Valentine’s Pay

, | Neuquén, Argentina | Advice

(I’m the customer in this one. It’s Valentine’s Day, and although is not a really celebrated holiday in my country, the company is American. I have already ordered and I’m about to pay when the cashier smiles at me and makes me a question.)

Cashier: “Are you in love?”

(I was rejected by my crush two weeks ago, so the question doesn’t make me happy at all.)

Me: “No, not really…”

Cashier: *bummed* “…I’ll give you the discount anyway. I hate having to ask that.”

The Apex Of Asex Ignorance

| Batavia, NY, USA | Advice, LGBTQ

(I and my fellow female coworker are working a Tuesday night together as hosts. I’m wearing my glasses and no makeup that night.)

Coworker: “Take off your glasses!”

(I oblige.)

Coworker: “You have such pretty eyes! Why don’t you wear contacts? Maybe you could get a boyfriend!”

(She runs off to do something and returns a moment later, having noticed my startled expression.)

Coworker: “…or maybe a girlfriend?”

Me: “Oh! Uh, no. If I ever dated it would be a boy, but I’m actually what’s called asexual, which basically means I don’t find anyone sexy.”

Coworker: *jaw drops* “You don’t find anyone sexy? Like ever?”

Me: “Well, maybe Captain America.”

Coworker: “But how would you have sex?”

Me: “Um, well, there’s other ways to get to that point. Besides, you know I’m a church girl, so I only plan to have sex with my husband anyway.”

(For the rest of the night she continues to prod me, asking kind of invasive questions about my purity pledge and under what circumstances I would have sex, and telling me that she wants to take me out and get me drunk so I can lose my V-Card. I put up with it, thinking she’ll get it out of her system. Unfortunately, it continues two nights later, when I actually am dressed up a little nicer in honor of a favorite movie’s anniversary.)

Coworker: “Oh, you look nice tonight! Is it for the bartender?”

Me: “Uh… no.”

Coworker: “You have to admit he’s attractive.”

Me: “Yes, he’s cute. Sure! I’ll admit that. I know when people are handsome.”

Coworker: “But not the ‘s’ word?”

Me: “What?”

Coworker: “Sexy? Still have problems with that word?”

(I roll my eyes and keep working. Later a large family comes in to celebrate their son’s 18th birthday, as they were not allowed into the local casino because he does not have a driver’s license.)

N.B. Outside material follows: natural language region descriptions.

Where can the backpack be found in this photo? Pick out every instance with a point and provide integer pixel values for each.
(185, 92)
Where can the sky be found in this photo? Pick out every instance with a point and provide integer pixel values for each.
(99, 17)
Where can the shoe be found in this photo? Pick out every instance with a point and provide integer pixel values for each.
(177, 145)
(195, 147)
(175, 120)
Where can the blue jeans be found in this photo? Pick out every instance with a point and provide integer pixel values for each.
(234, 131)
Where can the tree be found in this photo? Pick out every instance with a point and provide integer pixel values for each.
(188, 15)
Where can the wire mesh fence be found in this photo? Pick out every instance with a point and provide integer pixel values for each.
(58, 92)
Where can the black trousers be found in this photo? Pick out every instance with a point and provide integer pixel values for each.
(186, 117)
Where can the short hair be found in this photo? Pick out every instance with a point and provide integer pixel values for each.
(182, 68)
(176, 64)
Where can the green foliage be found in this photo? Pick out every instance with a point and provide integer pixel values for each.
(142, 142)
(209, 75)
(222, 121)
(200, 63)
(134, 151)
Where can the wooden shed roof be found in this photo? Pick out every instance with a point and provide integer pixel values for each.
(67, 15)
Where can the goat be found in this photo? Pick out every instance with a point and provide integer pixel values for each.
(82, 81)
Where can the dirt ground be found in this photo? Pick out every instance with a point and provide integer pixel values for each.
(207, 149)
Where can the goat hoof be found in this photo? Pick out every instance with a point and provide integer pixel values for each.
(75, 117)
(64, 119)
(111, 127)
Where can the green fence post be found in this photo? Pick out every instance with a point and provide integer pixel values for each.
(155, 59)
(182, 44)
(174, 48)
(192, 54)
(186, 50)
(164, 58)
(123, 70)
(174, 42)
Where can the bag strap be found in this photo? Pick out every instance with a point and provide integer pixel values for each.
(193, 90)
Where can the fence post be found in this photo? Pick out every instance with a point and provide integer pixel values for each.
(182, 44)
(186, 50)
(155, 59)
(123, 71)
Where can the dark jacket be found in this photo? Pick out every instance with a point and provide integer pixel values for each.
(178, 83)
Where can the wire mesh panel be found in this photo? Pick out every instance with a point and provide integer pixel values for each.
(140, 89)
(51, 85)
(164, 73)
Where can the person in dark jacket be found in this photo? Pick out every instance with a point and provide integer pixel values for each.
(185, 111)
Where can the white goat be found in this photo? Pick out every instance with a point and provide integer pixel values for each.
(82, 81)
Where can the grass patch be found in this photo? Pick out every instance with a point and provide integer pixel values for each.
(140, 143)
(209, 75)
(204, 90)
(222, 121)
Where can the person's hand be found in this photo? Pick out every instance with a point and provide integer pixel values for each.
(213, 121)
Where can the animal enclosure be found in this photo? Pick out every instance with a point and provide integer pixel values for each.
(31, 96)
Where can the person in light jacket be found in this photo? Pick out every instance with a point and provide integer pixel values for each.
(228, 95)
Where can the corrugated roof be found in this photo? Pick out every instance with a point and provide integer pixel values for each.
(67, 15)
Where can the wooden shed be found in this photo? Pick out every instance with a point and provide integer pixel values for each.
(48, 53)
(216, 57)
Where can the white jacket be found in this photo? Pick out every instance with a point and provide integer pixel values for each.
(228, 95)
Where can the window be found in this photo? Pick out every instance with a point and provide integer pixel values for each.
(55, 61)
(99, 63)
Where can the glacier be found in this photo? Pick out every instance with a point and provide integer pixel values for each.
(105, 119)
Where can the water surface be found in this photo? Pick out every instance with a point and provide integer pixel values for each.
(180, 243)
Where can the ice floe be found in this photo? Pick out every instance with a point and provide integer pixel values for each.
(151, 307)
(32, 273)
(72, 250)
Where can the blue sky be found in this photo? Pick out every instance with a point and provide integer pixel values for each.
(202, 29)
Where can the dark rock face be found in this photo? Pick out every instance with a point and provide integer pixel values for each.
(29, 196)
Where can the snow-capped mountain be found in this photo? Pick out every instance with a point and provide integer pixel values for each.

Coworker: “Oh, hey, I wanted to get your number.”

Me: “Oh, sure!”

(I give my number, thinking she wants it for shift changes and stuff. Then I read what she’s written beneath the number.)

Me: “…Happy Birthday?”

Coworker: “I can’t believe you fell for that! I’m giving it to that cutie at table 64.”

Me: “What? Oh, come on! You know he’s 18 and doesn’t have his driver’s license, right?”

Coworker: *pauses* “Well, you’re 21 and still a virgin, so I guess everyone has their own story!”

(For some reason I guess she just took my decision not to have sex really personally!)

My Sassy Friends

| Baltimore, MD, USA | Dating

(My girlfriend and I are meeting my friends for dinner. One of my friends has a habit of agreeing to things and then backing out at the last minute with a lousy excuse. Today is no exception. Otherwise the dinner is going fine until the following conversation happens:)

Friend #1: *to girlfriend* “So what do you see in [My Name]?”

Girlfriend: “He has his s*** together, unlike some people. Cough [Missing Friend] cough.”

Friend #1: “Is that sass? Wow.”

Friend #2: “[My Name], if you dump her, I’m coming over to your place and punching the stupid out of you.”

Me: *to girlfriend* “I think they like you.”